Apologies, dear readers, for being out of touch. But between television appearances in New York City, an article for The Washington Post, a project for National Geographic (sorry, name-dropping is a DC institution), and trying to avoid exhaustion while playing tennis in the 95 degree heat, my attention has been elsewhere.

However, I have come across some engaging facts that I would like to share with you. Some of you may know that Indiana is split (not evenly) East/West between the Eastern and Central Time Zones. But do you know the only state that is split between times zones on a North/South basis? As you ponder, I have my eye on you, you little spud.

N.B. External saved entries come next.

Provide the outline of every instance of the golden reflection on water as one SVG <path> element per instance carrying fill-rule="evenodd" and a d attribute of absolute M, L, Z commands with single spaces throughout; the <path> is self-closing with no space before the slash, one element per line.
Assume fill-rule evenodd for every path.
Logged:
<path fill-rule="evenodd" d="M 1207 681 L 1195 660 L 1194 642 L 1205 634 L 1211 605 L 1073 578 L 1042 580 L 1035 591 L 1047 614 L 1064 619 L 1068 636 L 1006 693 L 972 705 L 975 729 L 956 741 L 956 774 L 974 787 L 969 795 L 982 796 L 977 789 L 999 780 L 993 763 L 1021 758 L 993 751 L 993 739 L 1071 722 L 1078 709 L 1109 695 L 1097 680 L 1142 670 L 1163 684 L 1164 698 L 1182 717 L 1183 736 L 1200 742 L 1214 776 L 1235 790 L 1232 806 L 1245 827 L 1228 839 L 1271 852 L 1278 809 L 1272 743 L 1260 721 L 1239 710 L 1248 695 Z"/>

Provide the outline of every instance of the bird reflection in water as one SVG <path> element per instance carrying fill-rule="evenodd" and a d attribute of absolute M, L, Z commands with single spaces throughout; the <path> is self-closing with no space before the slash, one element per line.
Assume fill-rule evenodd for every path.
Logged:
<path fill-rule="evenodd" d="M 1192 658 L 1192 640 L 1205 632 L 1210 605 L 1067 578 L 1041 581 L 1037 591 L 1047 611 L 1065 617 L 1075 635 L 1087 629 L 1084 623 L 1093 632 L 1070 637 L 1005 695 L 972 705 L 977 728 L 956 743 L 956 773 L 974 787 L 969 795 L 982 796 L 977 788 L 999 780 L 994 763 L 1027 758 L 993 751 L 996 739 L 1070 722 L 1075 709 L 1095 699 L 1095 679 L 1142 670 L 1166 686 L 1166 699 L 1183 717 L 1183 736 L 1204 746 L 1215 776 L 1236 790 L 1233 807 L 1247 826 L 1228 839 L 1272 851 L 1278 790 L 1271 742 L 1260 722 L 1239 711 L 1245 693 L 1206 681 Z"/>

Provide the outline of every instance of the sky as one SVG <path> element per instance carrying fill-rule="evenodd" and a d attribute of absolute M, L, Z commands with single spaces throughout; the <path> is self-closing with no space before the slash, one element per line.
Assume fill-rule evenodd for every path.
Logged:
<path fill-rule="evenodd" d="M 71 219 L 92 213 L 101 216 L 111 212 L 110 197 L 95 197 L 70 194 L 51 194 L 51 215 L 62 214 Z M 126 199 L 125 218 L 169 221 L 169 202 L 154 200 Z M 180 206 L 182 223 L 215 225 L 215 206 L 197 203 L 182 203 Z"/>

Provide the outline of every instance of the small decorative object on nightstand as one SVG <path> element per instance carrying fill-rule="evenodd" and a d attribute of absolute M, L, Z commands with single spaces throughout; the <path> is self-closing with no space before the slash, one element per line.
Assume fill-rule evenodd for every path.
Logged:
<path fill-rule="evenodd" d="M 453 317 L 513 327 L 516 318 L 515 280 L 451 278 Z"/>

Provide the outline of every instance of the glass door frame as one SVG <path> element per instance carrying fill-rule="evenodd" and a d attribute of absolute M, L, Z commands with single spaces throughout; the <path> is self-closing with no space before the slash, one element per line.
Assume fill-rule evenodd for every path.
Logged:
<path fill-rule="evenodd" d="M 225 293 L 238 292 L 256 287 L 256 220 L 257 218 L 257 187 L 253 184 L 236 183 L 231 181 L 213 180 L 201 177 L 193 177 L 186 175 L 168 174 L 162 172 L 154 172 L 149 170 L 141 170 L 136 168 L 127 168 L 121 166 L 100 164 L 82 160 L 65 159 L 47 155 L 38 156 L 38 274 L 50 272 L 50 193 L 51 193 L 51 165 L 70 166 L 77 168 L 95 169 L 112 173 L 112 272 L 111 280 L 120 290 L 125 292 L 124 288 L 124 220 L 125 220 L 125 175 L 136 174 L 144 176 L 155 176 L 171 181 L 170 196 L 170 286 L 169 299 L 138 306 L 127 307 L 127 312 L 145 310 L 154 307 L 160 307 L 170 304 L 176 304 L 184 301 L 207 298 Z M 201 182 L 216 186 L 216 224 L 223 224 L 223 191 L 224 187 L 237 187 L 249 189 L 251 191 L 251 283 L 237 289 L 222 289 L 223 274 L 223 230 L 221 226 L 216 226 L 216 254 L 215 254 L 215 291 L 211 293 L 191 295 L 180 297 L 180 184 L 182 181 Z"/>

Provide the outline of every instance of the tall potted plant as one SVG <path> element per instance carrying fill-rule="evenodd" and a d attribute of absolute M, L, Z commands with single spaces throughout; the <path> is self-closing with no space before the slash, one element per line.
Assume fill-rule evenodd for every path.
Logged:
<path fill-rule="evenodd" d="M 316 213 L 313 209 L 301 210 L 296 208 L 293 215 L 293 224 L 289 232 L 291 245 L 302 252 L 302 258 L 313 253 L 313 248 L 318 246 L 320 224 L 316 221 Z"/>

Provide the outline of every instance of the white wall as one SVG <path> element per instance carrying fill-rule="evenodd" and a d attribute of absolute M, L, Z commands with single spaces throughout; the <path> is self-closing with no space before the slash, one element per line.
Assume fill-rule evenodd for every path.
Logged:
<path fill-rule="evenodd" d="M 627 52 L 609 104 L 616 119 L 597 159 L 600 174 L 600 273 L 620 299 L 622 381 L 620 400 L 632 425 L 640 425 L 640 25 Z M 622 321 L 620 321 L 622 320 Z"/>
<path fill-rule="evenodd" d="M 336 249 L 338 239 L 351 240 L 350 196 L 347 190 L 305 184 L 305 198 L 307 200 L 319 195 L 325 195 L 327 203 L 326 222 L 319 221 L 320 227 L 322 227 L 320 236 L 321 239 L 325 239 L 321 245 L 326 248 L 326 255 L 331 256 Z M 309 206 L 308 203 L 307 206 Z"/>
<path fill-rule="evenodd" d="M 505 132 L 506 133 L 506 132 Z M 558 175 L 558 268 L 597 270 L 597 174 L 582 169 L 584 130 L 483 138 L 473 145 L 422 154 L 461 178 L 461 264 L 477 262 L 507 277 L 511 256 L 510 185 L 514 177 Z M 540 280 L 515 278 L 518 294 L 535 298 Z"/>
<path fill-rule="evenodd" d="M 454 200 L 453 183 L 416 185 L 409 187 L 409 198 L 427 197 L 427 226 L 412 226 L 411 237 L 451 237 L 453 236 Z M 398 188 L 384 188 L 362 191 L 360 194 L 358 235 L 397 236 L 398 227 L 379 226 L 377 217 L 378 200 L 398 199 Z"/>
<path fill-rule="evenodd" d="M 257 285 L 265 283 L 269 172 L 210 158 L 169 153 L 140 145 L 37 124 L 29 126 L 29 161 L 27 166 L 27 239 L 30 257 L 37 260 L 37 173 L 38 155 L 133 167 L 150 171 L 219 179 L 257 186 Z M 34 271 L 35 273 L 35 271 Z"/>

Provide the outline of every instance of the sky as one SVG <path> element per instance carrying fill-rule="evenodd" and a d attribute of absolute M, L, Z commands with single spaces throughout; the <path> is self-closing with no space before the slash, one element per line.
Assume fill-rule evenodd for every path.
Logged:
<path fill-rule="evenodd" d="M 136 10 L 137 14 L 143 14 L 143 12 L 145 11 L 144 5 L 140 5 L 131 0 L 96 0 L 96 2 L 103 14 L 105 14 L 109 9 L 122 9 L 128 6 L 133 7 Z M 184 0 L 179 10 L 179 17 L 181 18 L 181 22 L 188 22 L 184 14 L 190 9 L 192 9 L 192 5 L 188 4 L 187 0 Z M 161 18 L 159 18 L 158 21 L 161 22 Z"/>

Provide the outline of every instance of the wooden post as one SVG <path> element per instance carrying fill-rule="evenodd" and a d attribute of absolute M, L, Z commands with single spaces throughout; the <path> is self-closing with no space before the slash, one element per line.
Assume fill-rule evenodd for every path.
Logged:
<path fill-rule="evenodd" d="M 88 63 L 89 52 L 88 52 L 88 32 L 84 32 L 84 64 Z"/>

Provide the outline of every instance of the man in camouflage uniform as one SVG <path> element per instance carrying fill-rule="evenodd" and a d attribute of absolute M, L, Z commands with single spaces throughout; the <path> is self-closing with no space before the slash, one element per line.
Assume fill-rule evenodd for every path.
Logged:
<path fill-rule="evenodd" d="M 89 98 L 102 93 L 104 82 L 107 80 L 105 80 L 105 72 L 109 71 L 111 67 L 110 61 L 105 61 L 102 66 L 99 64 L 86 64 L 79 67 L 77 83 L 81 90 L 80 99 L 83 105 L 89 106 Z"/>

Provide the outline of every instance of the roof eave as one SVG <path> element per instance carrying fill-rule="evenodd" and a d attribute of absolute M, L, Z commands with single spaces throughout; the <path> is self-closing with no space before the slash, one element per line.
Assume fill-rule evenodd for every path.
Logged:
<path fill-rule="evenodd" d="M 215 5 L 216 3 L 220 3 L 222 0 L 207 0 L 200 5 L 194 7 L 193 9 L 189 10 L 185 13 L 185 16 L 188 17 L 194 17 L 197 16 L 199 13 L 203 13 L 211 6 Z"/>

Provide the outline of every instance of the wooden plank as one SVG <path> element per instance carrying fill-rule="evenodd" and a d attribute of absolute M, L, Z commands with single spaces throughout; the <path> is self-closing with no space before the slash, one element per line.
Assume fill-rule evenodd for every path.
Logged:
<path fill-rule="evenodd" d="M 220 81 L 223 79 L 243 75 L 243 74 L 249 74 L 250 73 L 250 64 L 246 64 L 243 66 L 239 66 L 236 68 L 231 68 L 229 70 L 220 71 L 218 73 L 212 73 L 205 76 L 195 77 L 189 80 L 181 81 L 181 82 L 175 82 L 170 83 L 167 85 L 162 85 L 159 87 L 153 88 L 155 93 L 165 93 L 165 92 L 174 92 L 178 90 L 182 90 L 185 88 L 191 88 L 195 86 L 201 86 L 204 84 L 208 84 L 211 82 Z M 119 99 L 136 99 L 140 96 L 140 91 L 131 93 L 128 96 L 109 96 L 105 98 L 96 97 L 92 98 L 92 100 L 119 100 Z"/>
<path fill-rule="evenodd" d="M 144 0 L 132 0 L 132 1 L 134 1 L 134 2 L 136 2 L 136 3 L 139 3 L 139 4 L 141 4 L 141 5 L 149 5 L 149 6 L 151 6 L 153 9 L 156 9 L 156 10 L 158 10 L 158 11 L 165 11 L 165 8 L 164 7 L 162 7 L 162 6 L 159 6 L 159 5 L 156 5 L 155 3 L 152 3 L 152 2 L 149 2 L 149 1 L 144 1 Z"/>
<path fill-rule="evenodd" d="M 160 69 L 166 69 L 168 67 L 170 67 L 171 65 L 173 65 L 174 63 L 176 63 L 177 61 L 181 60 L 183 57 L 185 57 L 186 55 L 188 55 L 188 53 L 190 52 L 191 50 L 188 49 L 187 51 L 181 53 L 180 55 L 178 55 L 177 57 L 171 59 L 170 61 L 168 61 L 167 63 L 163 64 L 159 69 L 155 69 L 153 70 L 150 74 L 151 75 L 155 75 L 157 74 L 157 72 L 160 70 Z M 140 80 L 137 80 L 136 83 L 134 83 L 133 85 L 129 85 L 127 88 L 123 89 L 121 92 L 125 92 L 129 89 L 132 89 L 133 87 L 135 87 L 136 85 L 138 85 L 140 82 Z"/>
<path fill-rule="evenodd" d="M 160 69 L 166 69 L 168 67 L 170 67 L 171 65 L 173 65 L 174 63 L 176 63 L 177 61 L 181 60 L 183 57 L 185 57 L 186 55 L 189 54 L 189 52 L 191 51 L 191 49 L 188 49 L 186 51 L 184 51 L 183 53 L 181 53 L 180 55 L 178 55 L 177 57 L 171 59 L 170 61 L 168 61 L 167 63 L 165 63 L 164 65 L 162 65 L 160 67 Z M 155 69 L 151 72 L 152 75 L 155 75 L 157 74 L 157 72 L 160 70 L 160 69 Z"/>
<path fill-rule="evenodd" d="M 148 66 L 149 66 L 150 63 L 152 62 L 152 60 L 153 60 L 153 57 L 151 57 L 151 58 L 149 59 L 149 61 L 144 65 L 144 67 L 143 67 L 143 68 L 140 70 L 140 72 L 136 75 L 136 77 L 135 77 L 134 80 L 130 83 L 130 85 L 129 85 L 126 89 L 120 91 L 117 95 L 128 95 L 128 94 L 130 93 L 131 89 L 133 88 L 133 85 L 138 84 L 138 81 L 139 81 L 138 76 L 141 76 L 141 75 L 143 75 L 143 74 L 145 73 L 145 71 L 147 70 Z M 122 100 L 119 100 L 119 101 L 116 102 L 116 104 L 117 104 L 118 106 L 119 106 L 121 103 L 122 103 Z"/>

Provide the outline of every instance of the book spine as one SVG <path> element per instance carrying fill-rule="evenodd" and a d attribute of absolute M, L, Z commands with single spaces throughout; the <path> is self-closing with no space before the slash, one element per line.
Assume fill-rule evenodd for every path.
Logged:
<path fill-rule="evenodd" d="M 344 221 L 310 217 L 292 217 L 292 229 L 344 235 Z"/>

Any IDeas? It's Idaho! The southern part of the state is on Mountain Time, while the northern part of the state is on Pacific Time. The dividing line is marked by the Time Zone Bridge in Riggins.

Speaking of time zone trivia, let me share a few other tidbits I learned in Googling the topic. I knew that Hawaii and Arizona do not observe Daylight Savings Time. But the Navajo Nation, located geographically within Arizona's borders, does give the sun its due in the summertime. U.S. territories including Puerto Rico, Guam, American Samoa, and the U.S. Virgin Islands stay on standard time all year long. But with those island climates, who needs summer time?

Internationally, Argentina decided to skip DST last summer (October, 2009-March, 2010) in order to save energy. China, in a normal world, would span at least five time zones. But after the Communist Party took over the country in 1949, it reverted to one common time zone (UTC +8), helping the trains run on time (oops, that was Mussolini) and leaving the poor farmers in Xinjiang and Qinghai provinces in the dark most of the morning. The PRC doesn't not observe DST. Only three countries on the continent of Africa (Egypt, Morocco and Namibia) follow Daylight Savings Time.

I don't know how Vanilla Ice, Ice Baby feels about Daylight Savings Time, but Iceland and Antarctica are officially frozen on standard time all year long (although some bases and stations on the tundra stay consistent with their home territories). If you are hanging out at the South Pole though, you can walk through 24 standard time zones in a matter of seconds.